Başındaki “sarık”a, giydiğin “cübbe”ye bak;
“Kur’ân Yasakları”na, dünkü “Elif-Bâ”ya bak;
“Din ve Dil Yasakçısı”, düşün neye müstehak?..
“Agop” kim, “Ataç” kimdir; “emel”in bilmeyene;
“Yuh!” olsun, “Yuhlar!” olsun;  “cansuyu” gönderene!..

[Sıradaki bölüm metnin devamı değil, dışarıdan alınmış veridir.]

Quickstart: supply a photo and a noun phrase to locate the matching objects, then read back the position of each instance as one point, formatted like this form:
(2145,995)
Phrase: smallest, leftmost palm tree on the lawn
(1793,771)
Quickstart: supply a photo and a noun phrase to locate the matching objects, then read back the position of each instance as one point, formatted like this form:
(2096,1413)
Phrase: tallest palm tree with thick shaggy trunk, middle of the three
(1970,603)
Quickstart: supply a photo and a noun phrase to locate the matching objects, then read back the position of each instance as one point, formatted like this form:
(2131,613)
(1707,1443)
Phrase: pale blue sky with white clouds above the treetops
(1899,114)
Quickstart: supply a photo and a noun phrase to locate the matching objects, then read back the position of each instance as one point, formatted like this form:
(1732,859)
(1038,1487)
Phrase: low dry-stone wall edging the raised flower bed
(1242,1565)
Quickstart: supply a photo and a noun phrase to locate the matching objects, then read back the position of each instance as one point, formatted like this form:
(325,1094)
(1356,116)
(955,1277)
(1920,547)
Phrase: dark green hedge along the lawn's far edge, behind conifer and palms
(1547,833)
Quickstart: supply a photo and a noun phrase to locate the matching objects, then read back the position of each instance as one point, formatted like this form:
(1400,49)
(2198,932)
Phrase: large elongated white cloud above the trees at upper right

“Din Adamı/İmâmlık”, “Cenâze Kıldırmak” ne?
“Hayât”a bu taarruz, “Siyon’u Oldurmak” ne?
“NFK”yı yerinden, öfkeyle “Kaldırmak” ne?..
“Agop” kim, “Ataç” kimdir; “emel”in bilmeyene;
“Yuh!” olsun, “Yuhlar!” olsun;  “cansuyu” gönderene!..

“Eşek Arısı” soksun, “Agop-Ataç” dilleri;
“Bostancı…” çalar-oynar, tekrar takar zilleri;
“İnönü’cü Kafa”nın, söner-yanar pilleri!..
“Agop” kim, “Ataç” kimdir; “emel”in bilmeyene;
“Yuh!” olsun, “Yuhlar!” olsun;  “cansuyu” gönderene!..

“Erbaş Hoca’m” “top sende”, işlet şu “Madde: 5”(*)i;
“Agop-Ataç Dilci”nin; karart, sönsün güneşi;
“Moiz Kohen Kâfir”in, nâr-ı cehîmde leşi!..
“Agop” kim, “Ataç” kimdir; “emel”in bilmeyene;
“Yuh!” olsun, “Yuhlar!” olsun;  “cansuyu” gönderene!..

KAYIKÇ’Ali yaz-duyur, “Diyanet” kaç yıl uyur?
“Bostancı…” yıktı ise, Sen çık “Dil Şatosu” kur;
Öyle bir “kale” olsun, “kelimeler” birer sur!..
“Yuh!” olsun, “Yuhlar!” olsun; yanlış “mânâ” verene;
“Yûnus Gül Bahçesi”ne, dikenleri dikene!..
——————————————————–
(*): “Madde: 5”: 633 Sayılı Diyanet İşleri Başkanlığı Kuruluş ve Görevleri Hakkında Kanun maddesi.